Una expresión de esa situación son las manifestaciones en las calles contra Trump y su equipo de multimillonarios auspiciadas por adversarios poderosos, y el rechazo a sus ideas de conseguir por la vía más peligrosa, ofensiva y aterradora que «Estados Unidos vuelva a ser fuerte», como proclama voz en cuello el nuevo mandatario.
Si es cierto el axioma de que cuando un edificio está enfermo se derrumba o lo derrumban pues es la única alternativa posible para solventar el mal cuando es estructural, el sistema de dominación estadounidense puede estar en precario y la llegada de una persona como Trump a la Casa Blanca es una constatación.
Tampoco significa que el imperio esté en las últimas o que sus días estén contados.
En Trump hay una carga pesada y peligrosa de inexperiencia política y diplomática, válida en general para su equipo de multimillonarios irreverentes -y también de sus principales asesores- lo cual no justifica sus llamados de corte nacionalsocialista como en su discurso de toma de posesión cuando remarcó que «de hoy en adelante una nueva visión gobernará nuestra tierra. A partir de este momento Estados Unidos será lo primero».
Con esas espantosas palabras de Trump saltaron todas las alarmas en el mundo, incluidas las de sus aliados europeos y de la propia OTAN, en especial porque el nuevo mandatario dispondrá este año de de cerca de 600 mil millones de dólares para un presupuesto militar que es probable acelere una carrera armamentista tanto o más intensa que en la época de la guerra fría.
Hay una radicalización en ese discurso que en lugar de bajar sigue subiendo de tono en tal magnitud que da la impresión que Trump lleva años, y no días, en la Casa Blanca al punto de que en solamente la primera semana de gobierno su rechazo en el electorado marcaba 51 por ciento.
«Juntos haremos que Estados Unidos vuelva a ser fuerte. Haremos que Estados Unidos vuelva a ser próspero. Haremos que Estados Unidos vuelva a ser orgulloso. Haremos que Estados Unidos vuelva a ser seguro de nuevo. Y juntos haremos que Estados Unidos sea grande de nuevo».
Como apuntara hace poco el teólogo brasileño Leonardo Boff, subyacente a estas palabras funciona la ideología del «destino manifiesto», de la excepcionalidad de Estados Unidos que posee una misión única y divina en el mundo, la de llevar sus valores de derechos, de la propiedad privada y de la democracia liberal al resto de la humanidad. Una equivocación horrible.
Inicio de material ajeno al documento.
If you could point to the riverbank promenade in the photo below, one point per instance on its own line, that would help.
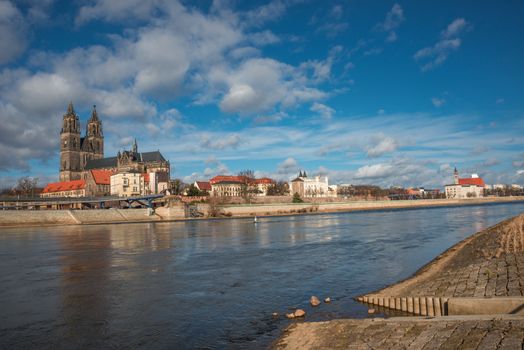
(469, 297)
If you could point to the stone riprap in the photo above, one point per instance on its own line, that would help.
(504, 332)
(482, 277)
(488, 264)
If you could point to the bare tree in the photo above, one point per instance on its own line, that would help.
(177, 186)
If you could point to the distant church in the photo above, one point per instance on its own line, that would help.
(79, 155)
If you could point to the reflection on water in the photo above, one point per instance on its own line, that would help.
(213, 283)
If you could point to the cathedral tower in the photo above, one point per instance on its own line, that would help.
(93, 142)
(70, 146)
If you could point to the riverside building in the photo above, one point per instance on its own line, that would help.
(312, 187)
(82, 158)
(469, 187)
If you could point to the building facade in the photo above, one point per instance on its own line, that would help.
(128, 184)
(74, 188)
(82, 158)
(312, 187)
(236, 186)
(470, 187)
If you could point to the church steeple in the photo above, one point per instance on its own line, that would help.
(455, 176)
(94, 115)
(70, 108)
(70, 145)
(93, 143)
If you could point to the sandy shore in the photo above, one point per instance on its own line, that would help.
(475, 279)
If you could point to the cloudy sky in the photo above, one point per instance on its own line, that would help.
(383, 92)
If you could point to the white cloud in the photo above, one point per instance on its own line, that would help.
(259, 85)
(323, 110)
(449, 41)
(380, 145)
(455, 28)
(13, 31)
(271, 11)
(438, 102)
(374, 171)
(109, 10)
(265, 37)
(393, 19)
(227, 141)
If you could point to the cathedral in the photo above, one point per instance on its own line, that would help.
(76, 151)
(79, 155)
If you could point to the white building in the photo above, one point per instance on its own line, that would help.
(471, 187)
(312, 187)
(128, 184)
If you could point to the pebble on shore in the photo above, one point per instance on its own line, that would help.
(314, 301)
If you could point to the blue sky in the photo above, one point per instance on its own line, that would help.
(388, 93)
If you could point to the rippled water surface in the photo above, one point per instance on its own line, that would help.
(210, 284)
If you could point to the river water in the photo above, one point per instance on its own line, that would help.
(211, 283)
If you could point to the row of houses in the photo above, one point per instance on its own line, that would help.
(99, 183)
(236, 186)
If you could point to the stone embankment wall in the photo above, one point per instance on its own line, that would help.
(178, 211)
(291, 208)
(74, 217)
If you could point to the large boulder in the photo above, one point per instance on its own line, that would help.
(299, 313)
(314, 301)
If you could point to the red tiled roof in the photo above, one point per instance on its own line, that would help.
(102, 177)
(203, 185)
(64, 186)
(226, 178)
(238, 179)
(264, 180)
(476, 181)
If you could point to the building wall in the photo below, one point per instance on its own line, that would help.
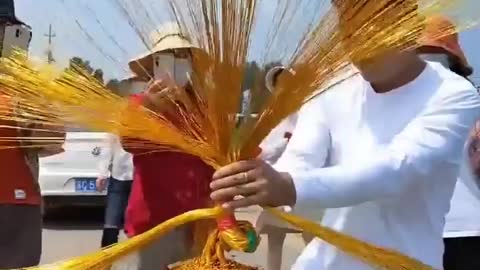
(15, 36)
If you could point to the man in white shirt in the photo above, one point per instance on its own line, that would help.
(116, 170)
(392, 139)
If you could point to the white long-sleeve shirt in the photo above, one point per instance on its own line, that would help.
(276, 142)
(393, 159)
(116, 162)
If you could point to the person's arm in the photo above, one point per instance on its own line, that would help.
(105, 162)
(432, 140)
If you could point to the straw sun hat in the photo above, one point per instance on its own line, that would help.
(167, 37)
(433, 37)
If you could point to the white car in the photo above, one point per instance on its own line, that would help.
(69, 178)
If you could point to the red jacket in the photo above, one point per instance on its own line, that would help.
(165, 184)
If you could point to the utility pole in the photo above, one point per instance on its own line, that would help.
(50, 36)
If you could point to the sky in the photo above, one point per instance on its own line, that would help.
(106, 39)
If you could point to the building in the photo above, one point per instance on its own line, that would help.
(14, 34)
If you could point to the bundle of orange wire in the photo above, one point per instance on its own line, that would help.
(222, 29)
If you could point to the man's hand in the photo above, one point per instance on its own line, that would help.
(101, 183)
(256, 182)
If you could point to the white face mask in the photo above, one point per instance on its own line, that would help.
(437, 58)
(167, 66)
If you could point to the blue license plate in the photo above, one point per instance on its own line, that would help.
(85, 185)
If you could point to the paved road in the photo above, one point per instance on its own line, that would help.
(74, 232)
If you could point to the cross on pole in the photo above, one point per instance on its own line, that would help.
(50, 36)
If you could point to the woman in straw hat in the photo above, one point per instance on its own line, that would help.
(462, 228)
(165, 184)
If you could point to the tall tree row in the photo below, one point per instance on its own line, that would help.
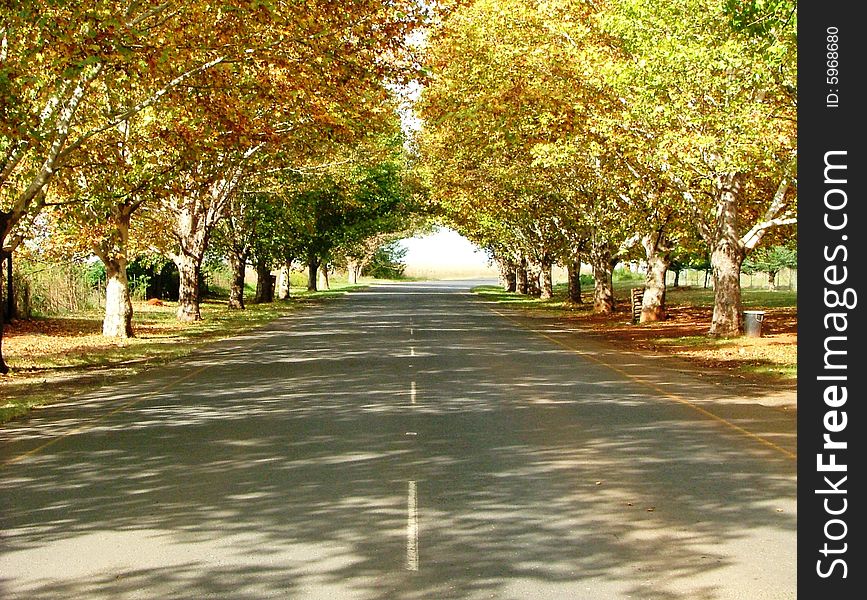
(583, 129)
(112, 98)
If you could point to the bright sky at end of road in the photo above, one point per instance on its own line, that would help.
(442, 253)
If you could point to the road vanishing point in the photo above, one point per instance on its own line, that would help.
(407, 441)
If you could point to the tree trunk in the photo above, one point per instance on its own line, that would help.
(323, 283)
(534, 273)
(118, 305)
(11, 308)
(312, 270)
(546, 291)
(726, 258)
(284, 281)
(653, 302)
(189, 268)
(508, 274)
(521, 280)
(353, 271)
(3, 367)
(264, 290)
(573, 268)
(238, 266)
(603, 289)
Todo puede comenzar con una guerra comercial total y un proteccionismo destructor y xenofóbico del que la discriminación étnica y religiosa y la cruzada antislámica son una suerte de sostén ideológico de la propaganda antiterrorista para encubrir objetivos mucho más profundos como los de reconstruir un hegemonismo que no tiene cabida en esta época y requeriría el uso de una fuerza superior a la desplegada en Iraq, Afganistán, Siria y otros teatros de guerra, y más abarcadora.
Trump arrastra en esa cruzada a ultraderechistas como Marine Le Pen, en Francia, o Mauricio Macri, en Argentina, y da riendas al expansionismo de los israelíes agresivamente contrarios a las recomendaciones de la ONU de que abandonen la colonización de Jerusalén y otros territorios palestinos que ocupan, pero al mismo tiempo se echa en contra a sus más cercanos aliados europeos e incluso a la OTAN.
Hay una coincidencia general entre economistas de diversas tendencias que ninguno de los proyectos de Trump generará el empleo que el mandatario esgrime como argumento y que el proteccionismo tampoco funcionará y será un desastre. No son tiempos de improvisaciones.
El gobierno de Trump nació torcido porque es hijo de la decadencia del sistema. Sus cimientos cedieron al peso del neoliberalismo y una globalización desenfrenadamente mal conducida, y de la necesidad de un reacomodo de fuerzas liderado por los sectores que representan los supermillonarios elegidos para integrar el gobierno, incluidos el petrolero y el militar-industrial.
Ese gabinete ministerial marca una polarización política que va más allá de la separación matemática de un conglomerado en dos partes con suficientes potencialidades de poder, pues atañe más que a una ideología partidista, al resquebrajamiento de la estructura del sistema que les sirve de soporte a demócratas y republicanos.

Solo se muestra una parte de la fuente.